Puede que surja la curiosidad entre los albores de la lectura acompasada del día a día, o mientras intentas ver con el rabillo del ojo que lo que lee el compañero en el transcurso de un viaje en avión son lo que dicen los ojos de la escritora argentina, romántica pero histórica, Florencia Bonelli. Puede que surja la duda entre el caminar dormido de cualquier mañana en Quito, o en el despertar de una España que cada vez parece estar más dormida. Javier Rodríguez Marcos escribió el 31 de mayo para El País un artículo que se tituló “¿Libros para cambiar el mundo?”. “La oleada de títulos sobre la crisis impulsa el debate sobre la influencia social de los escritores”, escribió. Y es cierto. Pero no sólo es cierto en España y no sólo es cierto ahora. –Y déjenme que sea de las que acentúan sólo cuando toque-.

La influencia de las letras para el cambio social ha sido una constante a lo largo de la historia. Incluso en la literatura ecuatoriana, que nos descubre un tiempo que pasó, que nos hace aprender y aprender a dudar, e incluso nos invita con ahínco a la duda al emplear la metáfora para hitos que son evidencias. La belleza no tiene límites en el arte, por eso es belleza hasta su máxima expresión. Lo que desconoceremos siempre son las intenciones que sólo el autor sabe pero que sólo el lector reconoce, cada cuál para sí mismo, para lo que quiera interpretar, sentir o vivir. Porque un mismo título siempre será un mismo título, pero cada lector leerá un libro diferente bajo un mismo título.

Federico García Lorca es el mayor poeta y de mayor influencia de la Generación del 27 en España. Lo fusilaron, y su muerte siempre será un misterio. En abril del pasado año El Periódico publicaba que “un informe elaborado por la policía de Granada apunta que el poeta fue asesinado por socialista, masón y homosexual”. Ángela Figuera Aymerich fue una escritora de la primera generación de la Postguerra española. Decía que con la poesía no podría transformar la realidad, pero sí podía acompañar a algunos seres humanos. No obstante, podemos encontrar la relación de Ángela Figuera con la censura española y los expedientes de su obra poética publicado por Lucía Montejo Gurruchaga en la UNED. Publicaba en México por la negativa de la censura franquista. Las letras molestaban, como molestaban las letras de Sevetlana Alexiévich, la Premio Nobel de Literatura que buscaba la verdad.

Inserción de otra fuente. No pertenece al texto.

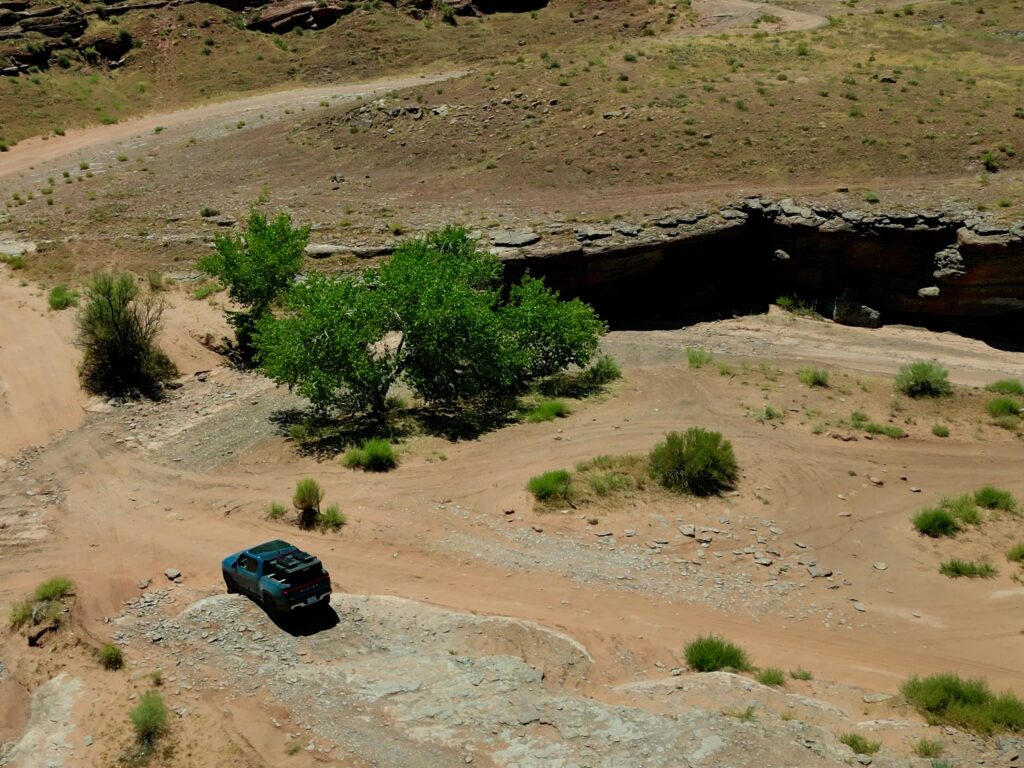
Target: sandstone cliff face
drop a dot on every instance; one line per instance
(33, 34)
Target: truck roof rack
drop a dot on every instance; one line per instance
(293, 561)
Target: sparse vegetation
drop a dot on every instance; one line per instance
(111, 656)
(860, 743)
(548, 411)
(148, 719)
(990, 497)
(46, 603)
(697, 356)
(117, 332)
(551, 486)
(928, 749)
(923, 379)
(813, 377)
(374, 455)
(331, 518)
(936, 522)
(956, 568)
(695, 462)
(306, 500)
(60, 297)
(711, 653)
(948, 699)
(771, 676)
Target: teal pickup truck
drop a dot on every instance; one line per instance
(278, 576)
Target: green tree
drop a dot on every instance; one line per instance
(117, 332)
(435, 315)
(257, 267)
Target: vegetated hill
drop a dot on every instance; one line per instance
(73, 65)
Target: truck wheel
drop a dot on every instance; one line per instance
(268, 606)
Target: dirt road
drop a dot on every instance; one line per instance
(34, 154)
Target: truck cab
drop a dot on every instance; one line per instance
(278, 576)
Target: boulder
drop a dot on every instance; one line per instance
(848, 312)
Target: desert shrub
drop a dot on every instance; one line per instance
(771, 676)
(859, 743)
(111, 656)
(962, 508)
(150, 718)
(1004, 406)
(331, 518)
(696, 462)
(928, 749)
(375, 455)
(936, 522)
(1016, 553)
(697, 356)
(61, 298)
(307, 497)
(990, 497)
(548, 411)
(813, 377)
(949, 699)
(54, 589)
(923, 379)
(970, 568)
(117, 332)
(553, 485)
(710, 653)
(1007, 386)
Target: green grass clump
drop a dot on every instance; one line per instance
(936, 522)
(771, 676)
(963, 508)
(948, 699)
(859, 743)
(696, 462)
(150, 718)
(375, 455)
(710, 653)
(554, 485)
(697, 356)
(111, 657)
(331, 518)
(928, 749)
(1016, 553)
(923, 379)
(1007, 386)
(993, 498)
(813, 377)
(1004, 406)
(61, 298)
(548, 411)
(971, 568)
(889, 430)
(308, 495)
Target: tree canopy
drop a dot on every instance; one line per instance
(257, 267)
(437, 316)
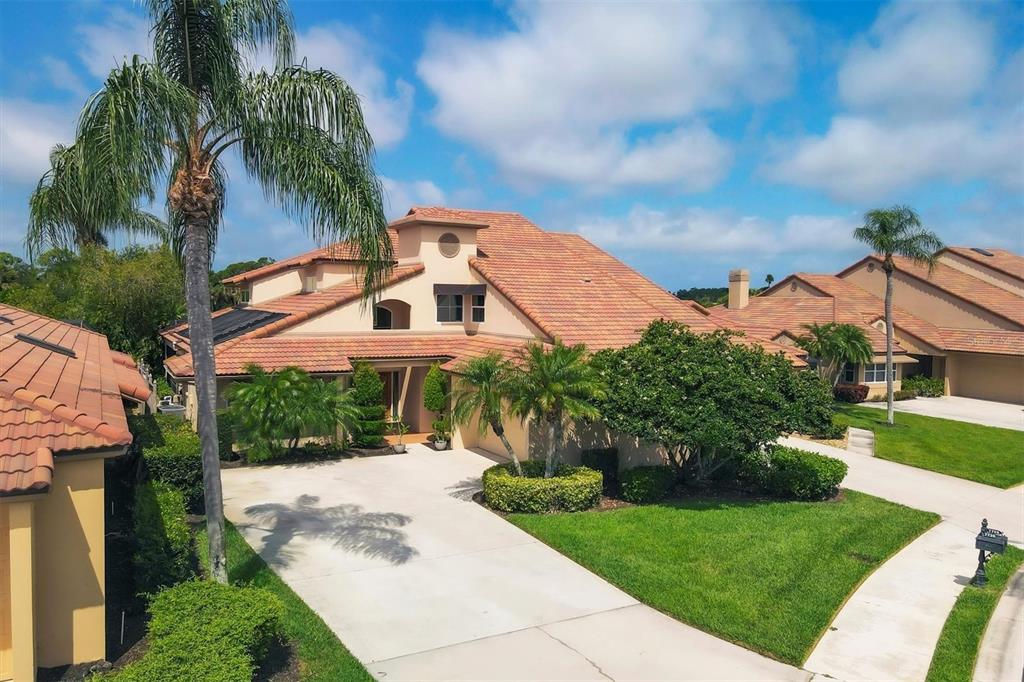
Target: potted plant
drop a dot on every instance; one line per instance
(400, 429)
(442, 430)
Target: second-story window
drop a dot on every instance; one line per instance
(449, 307)
(476, 313)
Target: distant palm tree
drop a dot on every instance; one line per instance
(834, 345)
(68, 210)
(554, 387)
(896, 231)
(299, 132)
(482, 388)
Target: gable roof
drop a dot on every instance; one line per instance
(60, 390)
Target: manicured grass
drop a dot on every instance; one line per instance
(983, 454)
(957, 648)
(769, 576)
(322, 654)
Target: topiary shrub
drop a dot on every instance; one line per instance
(571, 488)
(646, 484)
(850, 392)
(368, 394)
(163, 544)
(925, 386)
(788, 472)
(604, 460)
(206, 631)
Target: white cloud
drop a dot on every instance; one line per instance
(560, 97)
(697, 230)
(400, 196)
(919, 56)
(121, 36)
(29, 131)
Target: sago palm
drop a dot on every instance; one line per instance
(482, 390)
(835, 344)
(299, 132)
(896, 231)
(555, 387)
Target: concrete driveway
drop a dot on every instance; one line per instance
(422, 583)
(1004, 415)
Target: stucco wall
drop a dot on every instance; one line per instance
(70, 564)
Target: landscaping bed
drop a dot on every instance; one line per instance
(983, 454)
(769, 576)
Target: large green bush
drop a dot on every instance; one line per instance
(647, 484)
(368, 390)
(604, 460)
(163, 543)
(788, 472)
(571, 488)
(206, 631)
(925, 386)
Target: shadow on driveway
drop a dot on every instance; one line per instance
(376, 535)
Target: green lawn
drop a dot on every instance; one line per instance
(984, 454)
(769, 576)
(957, 648)
(322, 654)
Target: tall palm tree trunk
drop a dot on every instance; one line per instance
(195, 197)
(889, 344)
(499, 430)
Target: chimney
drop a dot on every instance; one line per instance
(739, 289)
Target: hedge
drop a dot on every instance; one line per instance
(850, 392)
(646, 484)
(790, 472)
(163, 543)
(571, 488)
(604, 460)
(206, 631)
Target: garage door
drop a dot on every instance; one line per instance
(990, 377)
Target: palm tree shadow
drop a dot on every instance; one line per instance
(375, 535)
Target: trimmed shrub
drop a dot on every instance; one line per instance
(925, 386)
(163, 544)
(207, 631)
(790, 472)
(646, 484)
(368, 393)
(850, 392)
(571, 488)
(604, 460)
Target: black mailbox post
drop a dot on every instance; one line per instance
(991, 542)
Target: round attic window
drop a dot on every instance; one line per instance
(449, 245)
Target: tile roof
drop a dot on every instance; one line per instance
(1001, 260)
(52, 400)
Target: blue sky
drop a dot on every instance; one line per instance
(685, 138)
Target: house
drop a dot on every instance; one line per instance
(464, 283)
(963, 321)
(61, 415)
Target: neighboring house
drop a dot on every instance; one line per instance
(464, 283)
(61, 415)
(962, 322)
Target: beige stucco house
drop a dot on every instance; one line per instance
(464, 283)
(963, 321)
(61, 414)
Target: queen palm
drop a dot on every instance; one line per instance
(482, 390)
(555, 387)
(299, 132)
(890, 232)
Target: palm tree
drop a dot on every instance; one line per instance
(482, 389)
(555, 387)
(65, 213)
(299, 132)
(896, 231)
(835, 344)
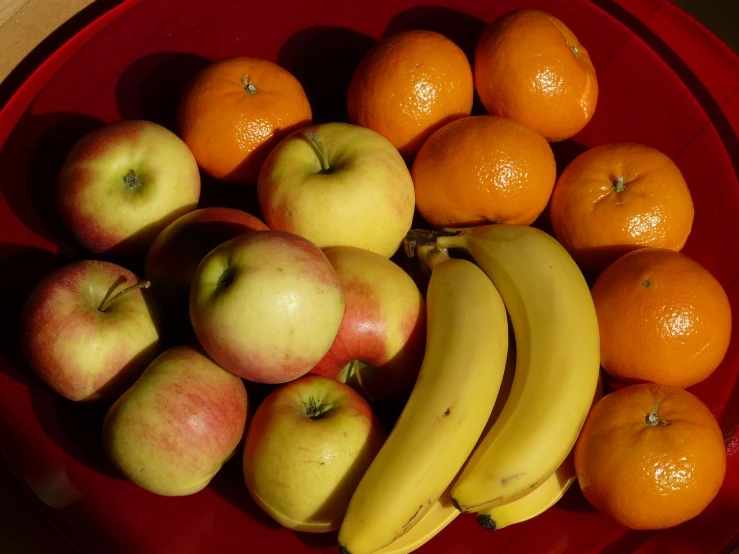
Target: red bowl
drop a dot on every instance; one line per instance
(665, 81)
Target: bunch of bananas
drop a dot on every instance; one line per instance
(454, 449)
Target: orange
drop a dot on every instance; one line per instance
(663, 318)
(531, 67)
(483, 169)
(409, 85)
(234, 111)
(651, 456)
(617, 197)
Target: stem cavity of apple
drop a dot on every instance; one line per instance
(131, 179)
(106, 303)
(321, 150)
(248, 86)
(316, 410)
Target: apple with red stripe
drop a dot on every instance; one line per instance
(176, 252)
(307, 447)
(173, 430)
(266, 306)
(120, 185)
(380, 345)
(88, 331)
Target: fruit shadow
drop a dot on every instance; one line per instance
(150, 88)
(229, 485)
(31, 159)
(709, 105)
(21, 268)
(323, 59)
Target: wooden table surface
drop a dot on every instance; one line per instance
(24, 24)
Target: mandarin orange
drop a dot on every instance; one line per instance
(530, 66)
(651, 456)
(409, 85)
(234, 111)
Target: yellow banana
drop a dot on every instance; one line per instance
(446, 413)
(536, 502)
(443, 512)
(557, 367)
(541, 498)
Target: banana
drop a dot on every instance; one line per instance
(446, 412)
(441, 514)
(557, 367)
(443, 511)
(541, 498)
(536, 502)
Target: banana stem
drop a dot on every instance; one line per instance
(452, 241)
(431, 255)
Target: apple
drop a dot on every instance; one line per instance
(338, 184)
(176, 252)
(88, 331)
(178, 424)
(380, 344)
(266, 306)
(120, 185)
(307, 447)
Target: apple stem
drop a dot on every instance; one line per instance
(248, 86)
(322, 156)
(131, 179)
(109, 301)
(315, 410)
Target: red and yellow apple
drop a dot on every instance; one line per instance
(120, 185)
(181, 246)
(338, 184)
(266, 306)
(88, 331)
(307, 447)
(380, 345)
(178, 424)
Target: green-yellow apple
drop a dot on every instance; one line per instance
(338, 184)
(307, 447)
(180, 247)
(176, 426)
(266, 306)
(120, 185)
(87, 330)
(380, 344)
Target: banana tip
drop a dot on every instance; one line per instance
(456, 505)
(486, 522)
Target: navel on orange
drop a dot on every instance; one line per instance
(409, 85)
(663, 318)
(651, 456)
(235, 110)
(531, 67)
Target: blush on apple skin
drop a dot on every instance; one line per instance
(250, 326)
(171, 432)
(383, 327)
(95, 219)
(302, 468)
(69, 343)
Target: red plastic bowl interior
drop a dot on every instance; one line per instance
(664, 81)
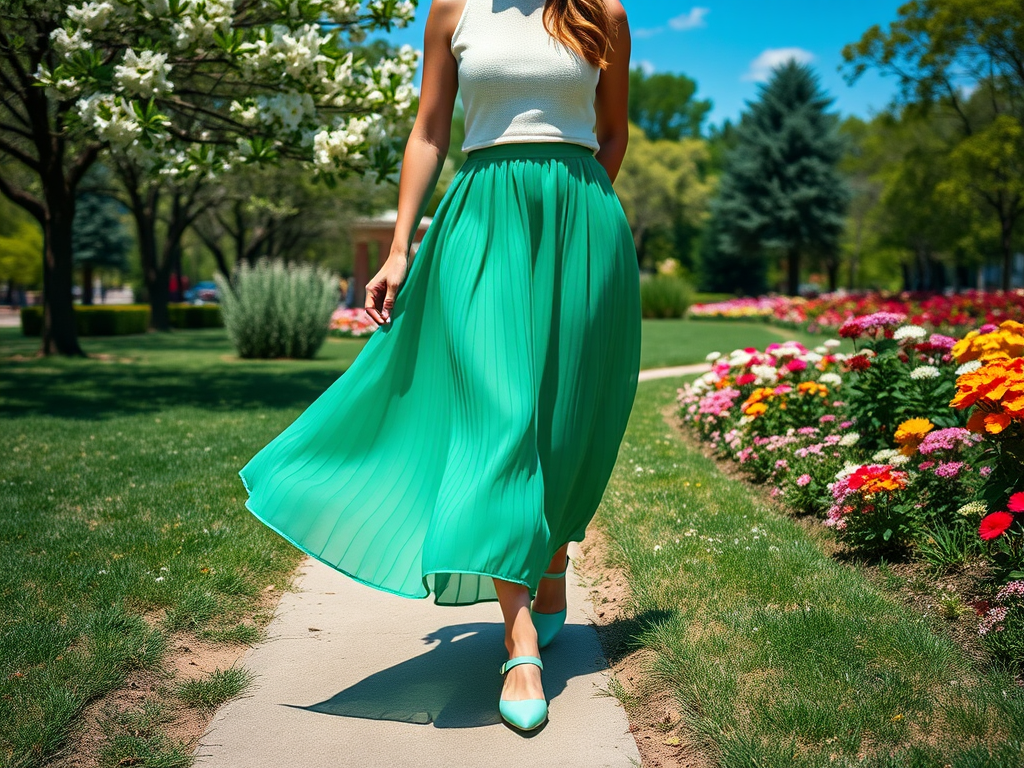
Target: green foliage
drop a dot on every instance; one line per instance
(108, 320)
(663, 189)
(20, 247)
(781, 192)
(278, 310)
(665, 296)
(99, 236)
(664, 104)
(196, 315)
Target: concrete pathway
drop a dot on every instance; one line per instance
(668, 373)
(351, 677)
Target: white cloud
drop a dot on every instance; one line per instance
(691, 19)
(647, 67)
(770, 58)
(649, 32)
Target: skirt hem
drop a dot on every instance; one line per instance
(301, 548)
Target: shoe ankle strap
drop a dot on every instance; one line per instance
(520, 659)
(558, 574)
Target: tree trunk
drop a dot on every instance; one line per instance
(160, 294)
(59, 334)
(87, 283)
(793, 271)
(1007, 245)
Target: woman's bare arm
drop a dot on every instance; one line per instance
(612, 94)
(425, 153)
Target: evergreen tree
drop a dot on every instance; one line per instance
(99, 238)
(781, 192)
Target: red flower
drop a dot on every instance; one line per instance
(858, 363)
(994, 525)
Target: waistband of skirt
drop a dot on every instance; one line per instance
(530, 150)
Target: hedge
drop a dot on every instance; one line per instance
(119, 320)
(196, 315)
(107, 320)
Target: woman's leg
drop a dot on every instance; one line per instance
(522, 681)
(551, 592)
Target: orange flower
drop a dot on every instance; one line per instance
(1005, 343)
(755, 404)
(910, 433)
(812, 387)
(997, 390)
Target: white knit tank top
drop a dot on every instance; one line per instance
(517, 82)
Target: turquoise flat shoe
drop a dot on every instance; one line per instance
(526, 714)
(549, 625)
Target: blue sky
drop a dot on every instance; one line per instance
(728, 45)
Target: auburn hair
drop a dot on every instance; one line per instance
(582, 26)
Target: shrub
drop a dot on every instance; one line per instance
(665, 296)
(104, 320)
(278, 310)
(196, 315)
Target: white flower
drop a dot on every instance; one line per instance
(91, 15)
(143, 75)
(909, 332)
(925, 372)
(765, 374)
(66, 44)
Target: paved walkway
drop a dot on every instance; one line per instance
(668, 373)
(351, 677)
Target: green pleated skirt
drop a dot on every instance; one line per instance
(474, 435)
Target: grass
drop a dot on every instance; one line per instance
(123, 512)
(220, 686)
(679, 342)
(777, 654)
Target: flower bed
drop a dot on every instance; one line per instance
(352, 323)
(956, 313)
(910, 446)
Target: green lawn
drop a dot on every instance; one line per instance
(678, 342)
(124, 521)
(121, 500)
(777, 654)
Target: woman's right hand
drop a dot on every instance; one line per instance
(382, 290)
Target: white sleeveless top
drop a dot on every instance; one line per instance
(517, 82)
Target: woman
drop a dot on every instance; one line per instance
(472, 437)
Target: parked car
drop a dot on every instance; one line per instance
(205, 291)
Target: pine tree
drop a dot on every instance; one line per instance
(781, 193)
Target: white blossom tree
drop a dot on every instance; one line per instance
(189, 89)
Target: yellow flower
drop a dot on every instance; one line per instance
(1005, 343)
(910, 433)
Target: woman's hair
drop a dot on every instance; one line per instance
(582, 26)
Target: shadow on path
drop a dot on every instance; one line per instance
(457, 683)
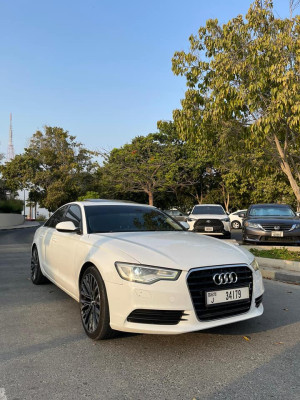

Sara Beatriz Guardia, publica para la Universidad de Santa Cruz de Brasil, el paper de una conferencia titulado “Literatura y escritura femenina en América Latina”. Y dice: “no fue fácil romper el silencio para las escritoras latinoamericanas del siglo XIX, en un clima de intolerancia y hegemonía del discurso masculino. Nos referimos a Gertrudis Gómez de Avellaneda (Cuba 1814-1873), Juana Manuela Gorriti (Argentina 1818-1892), María Firmina dos Reis (Brasil 1825-1917), Mercedes Cabello de Carbonera (Perú (1842-1909), Lindaura Anzoátegui (Bolivia 1846-1898), Clorinda Matto de Turner (Perú 1852-1909), y Adela Zamudio (Bolivia 1854-1928). Excluidas y marginadas del sistema de poder, estas escritoras le otorgaron voz a los desvalidos, excluidos, cuestionando las relaciones interraciales y de clase”. E incluimos a la revolucionaria Gioconda Belli. El ansia de expresarse a través de la palabra para hacer una denuncia pública, compartirla, debatirla y demostrarla, siempre ha sido una necesidad. En Latinoamérica, varios autores conformaron un coro bajo el influjo político, como Julio Cortázar, Carlos Fuentes, Mario Vargas Llosa, Gabriel García Márquez o José Donoso.

Antonio Tabucchi nos cuenta que Pereira sostiene que su periódico es independiente mientras arde la Europa de los años 30. Y eso… resulta imposible. La literatura influye para el cambio social. Y la política inspira a la literatura. Es y será una manera de expresión y rebeldía. Es la tribuna bella de siembre que nos invita a ver la realidad para expresarnos sólo con lo que nuestros ojos digan.